Your pregnancy: 34 weeks

This week your baby's bones are hardening. However, the bones in his skull are not completely fused yet and will remain flexible to help ease his passage through the birth canal.

Felt pineapple used to show how big baby is at 34 weeks

Photo: Mandy Milks, Erik Putz, Anthony Swaneveld. Felt: thefeltstore.com

What’s going on in there: Fetal development at 34 weeks

At 34 weeks pregnant, your baby is about 2.1 kilograms (4.7 pounds) and almost 46 centimetres (18 inches) long. From now on, you may get “Oh, he’s totally dropped!” comments from people who see you often, as your baby will likely turn very soon, with his head engaged in your pelvis. Also, the baby won’t move less, but the movements will feel different—less kicking and more wriggling—because that kid is most definitely out of room. Your wee one’s hearing is fully developed now, too, so get your lullaby on (though we can’t promise that it will help with sleep once he arrives) or let your partner read a book to the bump.
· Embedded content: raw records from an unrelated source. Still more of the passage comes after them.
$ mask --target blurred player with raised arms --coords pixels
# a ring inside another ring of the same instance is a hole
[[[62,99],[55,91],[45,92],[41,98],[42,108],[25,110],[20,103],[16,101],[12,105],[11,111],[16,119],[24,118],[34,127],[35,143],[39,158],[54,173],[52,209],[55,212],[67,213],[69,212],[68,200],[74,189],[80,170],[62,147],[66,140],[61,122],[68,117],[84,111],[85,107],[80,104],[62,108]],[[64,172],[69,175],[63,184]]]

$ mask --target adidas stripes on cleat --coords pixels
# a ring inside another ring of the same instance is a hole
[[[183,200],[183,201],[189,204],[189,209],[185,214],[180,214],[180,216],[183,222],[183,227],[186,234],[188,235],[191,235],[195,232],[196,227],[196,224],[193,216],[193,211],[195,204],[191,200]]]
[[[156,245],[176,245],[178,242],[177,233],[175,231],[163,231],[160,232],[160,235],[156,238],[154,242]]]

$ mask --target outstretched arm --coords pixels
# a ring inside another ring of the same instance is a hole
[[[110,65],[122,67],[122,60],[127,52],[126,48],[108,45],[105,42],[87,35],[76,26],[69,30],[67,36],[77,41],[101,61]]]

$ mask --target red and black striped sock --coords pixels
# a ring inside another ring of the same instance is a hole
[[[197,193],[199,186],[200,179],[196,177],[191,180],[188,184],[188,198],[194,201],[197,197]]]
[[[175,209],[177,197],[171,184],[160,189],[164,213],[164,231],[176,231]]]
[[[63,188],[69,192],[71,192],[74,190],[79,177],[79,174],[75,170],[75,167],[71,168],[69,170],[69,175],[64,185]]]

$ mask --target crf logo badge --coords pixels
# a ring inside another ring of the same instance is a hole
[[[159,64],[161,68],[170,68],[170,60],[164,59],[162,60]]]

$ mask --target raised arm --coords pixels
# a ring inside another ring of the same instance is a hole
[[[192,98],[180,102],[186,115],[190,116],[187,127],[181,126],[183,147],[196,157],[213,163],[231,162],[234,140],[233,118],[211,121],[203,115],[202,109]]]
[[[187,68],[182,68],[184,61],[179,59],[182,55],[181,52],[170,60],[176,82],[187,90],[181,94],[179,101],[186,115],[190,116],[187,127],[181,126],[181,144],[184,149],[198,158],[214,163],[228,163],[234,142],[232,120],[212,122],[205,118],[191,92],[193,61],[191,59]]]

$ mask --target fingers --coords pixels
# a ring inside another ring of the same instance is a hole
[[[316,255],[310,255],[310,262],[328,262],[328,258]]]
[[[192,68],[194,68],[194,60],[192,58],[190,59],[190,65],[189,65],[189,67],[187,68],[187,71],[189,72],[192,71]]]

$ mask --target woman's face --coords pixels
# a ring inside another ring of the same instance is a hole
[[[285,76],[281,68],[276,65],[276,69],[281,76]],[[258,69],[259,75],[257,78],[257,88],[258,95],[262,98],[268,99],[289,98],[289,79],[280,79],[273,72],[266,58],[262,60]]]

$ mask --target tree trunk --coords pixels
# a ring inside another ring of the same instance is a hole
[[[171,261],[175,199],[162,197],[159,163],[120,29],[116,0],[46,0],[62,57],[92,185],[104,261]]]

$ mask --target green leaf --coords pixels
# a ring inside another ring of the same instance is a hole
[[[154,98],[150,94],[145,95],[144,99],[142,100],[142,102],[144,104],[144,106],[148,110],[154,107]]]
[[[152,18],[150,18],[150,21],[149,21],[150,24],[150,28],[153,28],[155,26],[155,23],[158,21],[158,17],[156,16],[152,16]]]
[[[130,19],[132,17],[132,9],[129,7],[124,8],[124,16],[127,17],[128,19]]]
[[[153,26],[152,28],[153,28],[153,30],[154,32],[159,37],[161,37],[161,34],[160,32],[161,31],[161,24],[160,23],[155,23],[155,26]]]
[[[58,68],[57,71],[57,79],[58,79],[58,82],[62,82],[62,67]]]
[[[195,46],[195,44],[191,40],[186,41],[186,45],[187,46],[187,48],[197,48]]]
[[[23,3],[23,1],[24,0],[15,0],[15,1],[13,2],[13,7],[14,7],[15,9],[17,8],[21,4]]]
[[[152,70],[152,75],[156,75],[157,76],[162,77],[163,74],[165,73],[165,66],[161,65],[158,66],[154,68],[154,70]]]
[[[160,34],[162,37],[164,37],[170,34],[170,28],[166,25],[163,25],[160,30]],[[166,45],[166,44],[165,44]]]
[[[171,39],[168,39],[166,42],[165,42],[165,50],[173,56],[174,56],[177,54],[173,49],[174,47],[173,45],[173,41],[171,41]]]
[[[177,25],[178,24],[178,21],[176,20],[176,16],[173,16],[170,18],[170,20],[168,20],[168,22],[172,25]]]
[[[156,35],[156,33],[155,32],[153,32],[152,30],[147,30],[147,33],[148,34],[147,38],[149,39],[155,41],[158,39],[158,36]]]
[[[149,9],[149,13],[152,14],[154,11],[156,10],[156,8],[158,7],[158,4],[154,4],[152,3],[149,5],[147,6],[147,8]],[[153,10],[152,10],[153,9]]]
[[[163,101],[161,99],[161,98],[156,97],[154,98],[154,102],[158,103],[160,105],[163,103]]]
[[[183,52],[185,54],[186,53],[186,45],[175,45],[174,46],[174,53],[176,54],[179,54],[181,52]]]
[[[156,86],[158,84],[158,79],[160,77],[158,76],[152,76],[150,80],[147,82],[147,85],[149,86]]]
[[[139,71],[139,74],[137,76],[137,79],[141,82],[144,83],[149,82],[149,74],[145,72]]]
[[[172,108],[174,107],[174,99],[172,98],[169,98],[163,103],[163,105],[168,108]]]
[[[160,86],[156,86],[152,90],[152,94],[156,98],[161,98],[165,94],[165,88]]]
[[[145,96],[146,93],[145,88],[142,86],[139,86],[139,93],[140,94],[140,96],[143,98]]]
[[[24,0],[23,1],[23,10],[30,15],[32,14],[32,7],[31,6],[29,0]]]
34 weeks pregnant symptoms

Things are just swell
You’ve no doubt heard expectant mothers complain about swelling—especially in the summer months—but as we mentioned in week 22, excessive puffiness can be an indicator of pre-eclampsia. This complication is related to organs that aren’t functioning as they should, and it can pose a risk to both the mother (causing kidney and liver damage) and baby (who might not be getting enough oxygen). If you notice pronounced edema (a fancy word for swelling), especially if it’s accompanied by headache, blurriness or flashing lights in your vision, don’t wait for your next doctor’s appointment; hightail it to the hospital and have the doctor check on your blood pressure and test for protein in your urine. Pre-eclampsia will resolve after the baby is born.

Sprung a leak?
Make sure that you have breast pads on hand from here on out because your boobs have tuned into their new job—feeding your baby—and may start to leak any day now. The liquid you’re noticing is colostrum (the nutrient-rich substance that precedes milk), and this pre-delivery leakage is nothing to worry about—it will ramp up as soon as your baby arrives, sustaining your infant until your milk comes in. Speaking of leaks, you may also notice more vaginal discharge than you’ve had up to this point. This is a result of increased blood flow to your pelvis, spurred on by the estrogen racing around your body, as well as the extra pressure of your growing baby. Panty liners are your friends.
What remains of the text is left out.